I was about to say so was the part about the man burning in the car, but then remembered there were actually two different instances of a man burning in a car, one in the first, one in the second - I don't remember much about the Swedish version of Dragon Tattoo, but if she stopped and looked in the Swedish movie, that was a change from the book (I just pulled the book up & looked). The American movie is actually closer to the book in that matter, although neither showed the same type of "accident" as the book (it wasn't an accident in the book). Interesting, I'd forgotten about that bit of a tie-in between the first book & second, men burning in cars....

As far as Bjurman went, I didn't see his actions afterwards so much as "guilt" as being oblivious to the nature of what he'd done. (More like "Gee, you don't seem happy - what's the problem?
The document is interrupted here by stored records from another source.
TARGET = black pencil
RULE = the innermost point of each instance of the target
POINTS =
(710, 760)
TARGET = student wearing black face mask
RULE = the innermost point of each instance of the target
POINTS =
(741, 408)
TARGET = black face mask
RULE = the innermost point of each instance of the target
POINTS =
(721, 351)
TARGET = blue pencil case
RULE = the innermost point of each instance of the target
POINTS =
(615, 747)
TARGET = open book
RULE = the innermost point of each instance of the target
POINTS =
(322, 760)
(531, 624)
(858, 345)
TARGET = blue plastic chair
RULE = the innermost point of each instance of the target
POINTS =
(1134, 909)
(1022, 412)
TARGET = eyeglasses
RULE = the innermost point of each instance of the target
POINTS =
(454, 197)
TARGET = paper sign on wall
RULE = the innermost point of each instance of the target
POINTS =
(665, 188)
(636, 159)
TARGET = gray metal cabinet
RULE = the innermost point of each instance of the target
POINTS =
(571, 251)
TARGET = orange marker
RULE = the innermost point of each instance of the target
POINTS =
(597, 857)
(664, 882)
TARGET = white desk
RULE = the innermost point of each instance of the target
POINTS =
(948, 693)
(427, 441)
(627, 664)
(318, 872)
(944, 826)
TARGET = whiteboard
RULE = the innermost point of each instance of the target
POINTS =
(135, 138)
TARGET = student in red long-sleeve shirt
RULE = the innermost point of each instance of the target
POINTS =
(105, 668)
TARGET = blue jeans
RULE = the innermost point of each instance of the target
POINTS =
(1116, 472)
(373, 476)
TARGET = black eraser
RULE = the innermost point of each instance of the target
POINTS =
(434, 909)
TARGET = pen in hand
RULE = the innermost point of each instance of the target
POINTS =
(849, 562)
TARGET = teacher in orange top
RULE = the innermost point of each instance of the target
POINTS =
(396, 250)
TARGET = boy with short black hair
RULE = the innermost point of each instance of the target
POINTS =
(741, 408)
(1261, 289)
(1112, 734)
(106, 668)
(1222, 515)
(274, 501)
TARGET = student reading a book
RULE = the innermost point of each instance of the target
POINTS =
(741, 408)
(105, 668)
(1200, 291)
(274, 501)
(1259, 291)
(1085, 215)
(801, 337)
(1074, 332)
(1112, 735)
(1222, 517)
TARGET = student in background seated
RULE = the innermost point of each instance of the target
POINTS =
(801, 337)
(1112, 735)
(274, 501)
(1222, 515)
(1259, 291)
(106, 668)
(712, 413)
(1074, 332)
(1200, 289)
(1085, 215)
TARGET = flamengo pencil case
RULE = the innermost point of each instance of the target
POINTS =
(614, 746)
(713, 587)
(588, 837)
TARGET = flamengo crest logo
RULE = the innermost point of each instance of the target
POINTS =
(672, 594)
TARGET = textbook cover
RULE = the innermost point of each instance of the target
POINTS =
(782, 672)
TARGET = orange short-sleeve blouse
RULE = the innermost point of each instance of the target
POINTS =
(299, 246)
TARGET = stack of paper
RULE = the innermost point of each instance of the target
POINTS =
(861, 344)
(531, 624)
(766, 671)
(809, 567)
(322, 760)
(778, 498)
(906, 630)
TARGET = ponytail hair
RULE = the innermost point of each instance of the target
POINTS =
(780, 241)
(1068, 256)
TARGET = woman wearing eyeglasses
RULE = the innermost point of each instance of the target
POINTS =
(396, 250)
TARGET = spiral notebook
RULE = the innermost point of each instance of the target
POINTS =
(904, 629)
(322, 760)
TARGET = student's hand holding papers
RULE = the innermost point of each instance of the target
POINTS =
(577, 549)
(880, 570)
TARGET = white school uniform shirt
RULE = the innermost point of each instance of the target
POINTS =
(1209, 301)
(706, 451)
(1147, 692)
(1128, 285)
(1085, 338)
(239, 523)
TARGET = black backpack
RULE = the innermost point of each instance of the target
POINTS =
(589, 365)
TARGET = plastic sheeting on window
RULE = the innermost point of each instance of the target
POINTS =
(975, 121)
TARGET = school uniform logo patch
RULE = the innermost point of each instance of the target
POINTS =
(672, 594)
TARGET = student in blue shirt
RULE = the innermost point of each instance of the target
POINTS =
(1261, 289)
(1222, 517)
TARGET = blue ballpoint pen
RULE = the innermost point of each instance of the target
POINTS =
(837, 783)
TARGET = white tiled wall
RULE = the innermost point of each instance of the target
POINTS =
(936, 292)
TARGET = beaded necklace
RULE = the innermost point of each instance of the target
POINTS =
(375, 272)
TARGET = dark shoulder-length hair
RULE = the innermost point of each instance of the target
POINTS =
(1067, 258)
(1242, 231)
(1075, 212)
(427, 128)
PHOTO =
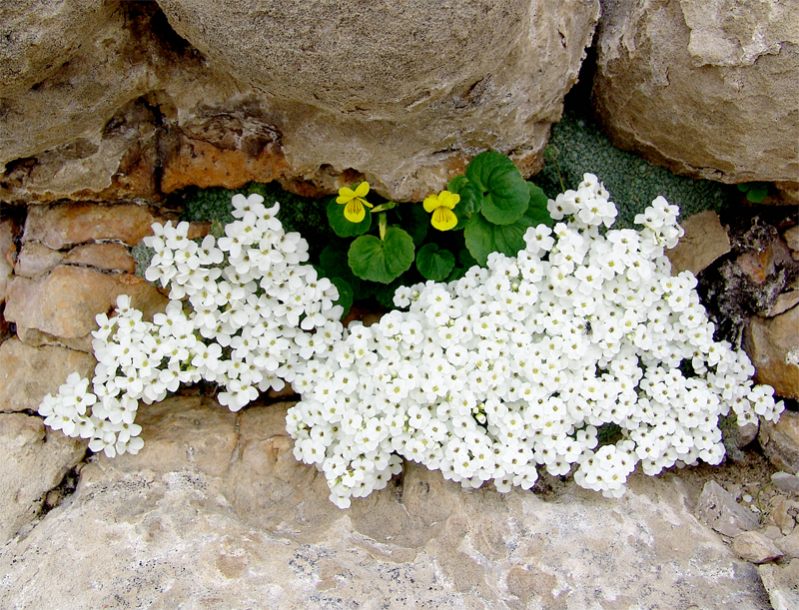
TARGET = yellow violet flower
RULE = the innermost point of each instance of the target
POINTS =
(354, 202)
(441, 206)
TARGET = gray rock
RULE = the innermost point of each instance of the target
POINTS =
(786, 482)
(782, 584)
(35, 461)
(718, 509)
(733, 65)
(215, 512)
(755, 547)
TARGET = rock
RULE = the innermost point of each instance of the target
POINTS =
(8, 253)
(780, 441)
(786, 482)
(734, 67)
(782, 584)
(755, 547)
(773, 347)
(61, 226)
(64, 303)
(705, 241)
(717, 508)
(215, 512)
(27, 373)
(789, 544)
(221, 101)
(39, 460)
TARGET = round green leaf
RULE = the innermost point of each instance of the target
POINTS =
(345, 294)
(504, 192)
(434, 263)
(343, 227)
(377, 260)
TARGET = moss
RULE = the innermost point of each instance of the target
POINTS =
(577, 146)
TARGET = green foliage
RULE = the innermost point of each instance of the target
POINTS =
(577, 146)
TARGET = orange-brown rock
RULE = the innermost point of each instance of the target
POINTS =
(64, 303)
(60, 226)
(773, 346)
(27, 373)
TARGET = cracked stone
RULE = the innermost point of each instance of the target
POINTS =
(704, 242)
(39, 460)
(27, 373)
(70, 224)
(718, 508)
(216, 508)
(64, 303)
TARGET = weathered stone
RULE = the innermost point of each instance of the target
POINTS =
(705, 240)
(755, 547)
(7, 255)
(35, 461)
(780, 441)
(64, 303)
(733, 65)
(229, 519)
(782, 583)
(786, 481)
(27, 373)
(718, 509)
(789, 544)
(61, 226)
(773, 347)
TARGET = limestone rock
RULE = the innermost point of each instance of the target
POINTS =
(718, 509)
(755, 547)
(35, 461)
(780, 441)
(773, 347)
(60, 226)
(27, 373)
(64, 303)
(782, 584)
(214, 512)
(786, 481)
(733, 65)
(7, 255)
(705, 241)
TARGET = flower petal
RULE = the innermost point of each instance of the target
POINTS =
(443, 219)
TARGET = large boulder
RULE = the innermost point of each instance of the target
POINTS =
(310, 93)
(215, 512)
(705, 88)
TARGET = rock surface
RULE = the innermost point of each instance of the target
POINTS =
(782, 584)
(704, 242)
(27, 373)
(39, 460)
(780, 441)
(773, 347)
(305, 92)
(215, 512)
(733, 65)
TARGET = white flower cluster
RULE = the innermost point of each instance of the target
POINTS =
(524, 363)
(244, 313)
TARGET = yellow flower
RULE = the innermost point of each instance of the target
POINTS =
(354, 202)
(441, 206)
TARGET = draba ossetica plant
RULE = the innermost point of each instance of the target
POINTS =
(517, 365)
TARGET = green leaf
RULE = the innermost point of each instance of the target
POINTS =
(377, 260)
(343, 227)
(345, 294)
(503, 190)
(434, 263)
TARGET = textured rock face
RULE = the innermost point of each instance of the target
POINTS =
(706, 88)
(215, 512)
(40, 460)
(296, 91)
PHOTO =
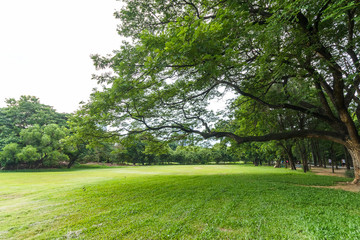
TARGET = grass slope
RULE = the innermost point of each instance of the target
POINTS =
(175, 202)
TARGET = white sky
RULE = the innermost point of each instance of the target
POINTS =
(45, 48)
I mean, you're getting the money you came for...") And believe me, that instrument of torture she used made DH feel plenty uncomfortable - he was literally squirming.

Maybe the headlines are in Swedish to remind us they're in Sweden...since they're speaking English. 

Like I said - movie viewing is totally subjective.


----------



## bordercollielady (Nov 21, 2008)

DYB said:


> The actual change made to Harriet's whereabouts was an interesting solution; I actually rather liked it. Not sure if it makes it more or less believable though.


So interesting.. this is the one thing that bothered me. I kept waiting for that to happen and it didn't. So yes - movies - like books - are so subjective. Did you even like the cinematography? I thought that was wonderful.


----------



## DYB (Aug 8, 2009)

Meemo said:


> The prostitutes/human trafficking were actually in book/movie two.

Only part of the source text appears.